Understanding Loop Vectorized IR

Hello,
For the C code given below:

#include<stdio.h>
int a=0;
int d() {
  int e = 2;
  for (a = 0; a <= 8; a++)
    ;
  return e;
}
void main() {
  int f = 0;
  d();
  printf("%d\n",a);
}
$clang -O3 -c -emit-llvm  -mllvm -disable-llvm-optzns small.c

$opt -gvn -licm -loop-rotate -loop-vectorize   small.bc -o small-opt.bc

I see vectorized IR as follow:
; Function Attrs: nounwind uwtable
define dso_local i32 @d() #0 {
entry:
  %e = alloca i32, align 4
  %0 = bitcast i32* %e to i8*
  call void @llvm.lifetime.start.p0i8(i64 4, i8* %0) #3
  store i32 2, i32* %e, align 4, !tbaa !2
  store i32 0, i32* @a, align 4, !tbaa !2
  %a.promoted = load i32, i32* @a, align 4, !tbaa !2
  br i1 false, label %[scalar.ph](http://scalar.ph), label %[vector.ph](http://vector.ph)

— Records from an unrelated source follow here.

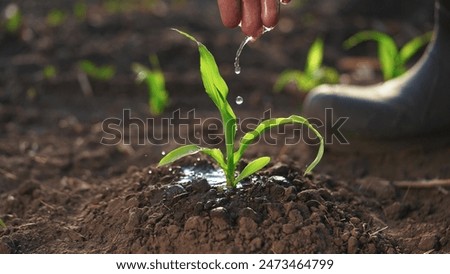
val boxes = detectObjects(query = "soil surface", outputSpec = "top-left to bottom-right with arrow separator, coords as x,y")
0,0 -> 450,253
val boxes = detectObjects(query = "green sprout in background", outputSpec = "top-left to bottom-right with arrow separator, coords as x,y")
131,55 -> 169,115
73,1 -> 87,21
78,60 -> 116,81
158,29 -> 324,187
274,38 -> 339,92
42,65 -> 57,80
47,9 -> 67,27
5,4 -> 23,33
344,31 -> 432,80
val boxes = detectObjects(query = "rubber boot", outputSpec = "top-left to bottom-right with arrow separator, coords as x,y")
303,0 -> 450,142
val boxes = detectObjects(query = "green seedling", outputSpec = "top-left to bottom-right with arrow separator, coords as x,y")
131,55 -> 169,115
78,60 -> 116,81
5,4 -> 23,33
47,9 -> 67,27
274,38 -> 339,92
158,29 -> 324,187
344,31 -> 432,80
42,65 -> 57,80
73,1 -> 87,21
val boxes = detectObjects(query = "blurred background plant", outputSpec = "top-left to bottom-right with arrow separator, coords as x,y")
274,38 -> 339,92
344,31 -> 432,80
131,55 -> 169,116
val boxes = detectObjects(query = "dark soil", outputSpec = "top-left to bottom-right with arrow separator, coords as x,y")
0,0 -> 450,253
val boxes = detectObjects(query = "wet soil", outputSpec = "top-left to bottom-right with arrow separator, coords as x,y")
0,0 -> 450,253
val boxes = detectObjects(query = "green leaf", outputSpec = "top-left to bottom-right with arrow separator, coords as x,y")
158,145 -> 203,166
305,38 -> 324,75
78,60 -> 116,81
235,157 -> 270,183
344,31 -> 398,80
5,4 -> 23,33
173,29 -> 237,182
234,115 -> 324,172
400,32 -> 433,65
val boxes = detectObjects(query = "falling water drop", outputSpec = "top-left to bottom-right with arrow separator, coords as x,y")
234,36 -> 254,74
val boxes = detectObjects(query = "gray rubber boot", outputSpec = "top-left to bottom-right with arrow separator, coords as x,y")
303,0 -> 450,142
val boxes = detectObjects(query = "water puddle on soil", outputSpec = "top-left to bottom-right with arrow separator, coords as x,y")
178,166 -> 258,188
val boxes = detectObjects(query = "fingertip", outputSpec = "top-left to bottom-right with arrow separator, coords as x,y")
241,0 -> 263,37
217,0 -> 242,28
261,0 -> 280,28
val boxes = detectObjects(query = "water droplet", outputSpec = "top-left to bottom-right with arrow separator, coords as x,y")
234,36 -> 254,74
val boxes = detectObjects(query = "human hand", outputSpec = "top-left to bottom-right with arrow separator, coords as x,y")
217,0 -> 291,37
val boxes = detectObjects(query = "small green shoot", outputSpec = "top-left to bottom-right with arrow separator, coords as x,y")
131,55 -> 169,116
5,4 -> 23,33
78,60 -> 116,81
158,29 -> 324,187
344,31 -> 432,80
42,65 -> 57,80
73,1 -> 87,21
47,9 -> 67,27
274,38 -> 339,92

[vector.ph](http://vector.ph):                                        ; preds = %entry
  %vector.recur.init = insertelement <16 x i32> undef, i32 %a.promoted, i32 15
  br label %vector.body

vector.body:                                      ; preds = %vector.body, %[vector.ph](http://vector.ph)
  %index = phi i32 [ 0, %[vector.ph](http://vector.ph) ], [ %index.next, %vector.body ]
  %vector.recur = phi <16 x i32> [ %vector.recur.init, %[vector.ph](http://vector.ph) ], [ %17, %vector.body ]
  %vec.ind = phi <16 x i32> [ <i32 0, i32 1, i32 2, i32 3, i32 4, i32 5, i32 6, i32 7, i32 8, i32 9, i32 10, i32 11, i32 12, i32 13, i32 14, i32 15>, %[vector.ph](http://vector.ph) ], [ %vec.ind.next, %vector.body ]
  %1 = add i32 %index, 0
  %2 = add i32 %index, 1
  %3 = add i32 %index, 2
  %4 = add i32 %index, 3
  %5 = add i32 %index, 4
  %6 = add i32 %index, 5
  %7 = add i32 %index, 6
  %8 = add i32 %index, 7
  %9 = add i32 %index, 8
  %10 = add i32 %index, 9
  %11 = add i32 %index, 10
  %12 = add i32 %index, 11
  %13 = add i32 %index, 12
  %14 = add i32 %index, 13
  %15 = add i32 %index, 14
  %16 = add i32 %index, 15
  %17 = add nsw <16 x i32> %vec.ind, <i32 1, i32 1, i32 1, i32 1, i32 1, i32 1, i32 1, i32 1, i32 1, i32 1, i32 1, i32 1, i32 1, i32 1, i32 1, i32 1>
  %18 = shufflevector <16 x i32> %vector.recur, <16 x i32> %17, <16 x i32> <i32 15, i32 16, i32 17, i32 18, i32 19, i32 20, i32 21, i32 22, i32 23, i32 24, i32 25, i32 26, i32 27, i32 28, i32 29, i32 30>
  %19 = icmp ule <16 x i32> %vec.ind, <i32 9, i32 9, i32 9, i32 9, i32 9, i32 9, i32 9, i32 9, i32 9, i32 9, i32 9, i32 9, i32 9, i32 9, i32 9, i32 9>
  %index.next = add i32 %index, 16
  %vec.ind.next = add <16 x i32> %vec.ind, <i32 16, i32 16, i32 16, i32 16, i32 16, i32 16, i32 16, i32 16, i32 16, i32 16, i32 16, i32 16, i32 16, i32 16, i32 16, i32 16>
  %20 = icmp eq i32 %index.next, 16
  br i1 %20, label %middle.block, label %vector.body, !llvm.loop !6

middle.block:                                     ; preds = %vector.body
  %vector.recur.extract = extractelement <16 x i32> %17, i32 15
  %vector.recur.extract.for.phi = extractelement <16 x i32> %17, i32 14
  br i1 true, label %for.end, label %[scalar.ph](http://scalar.ph)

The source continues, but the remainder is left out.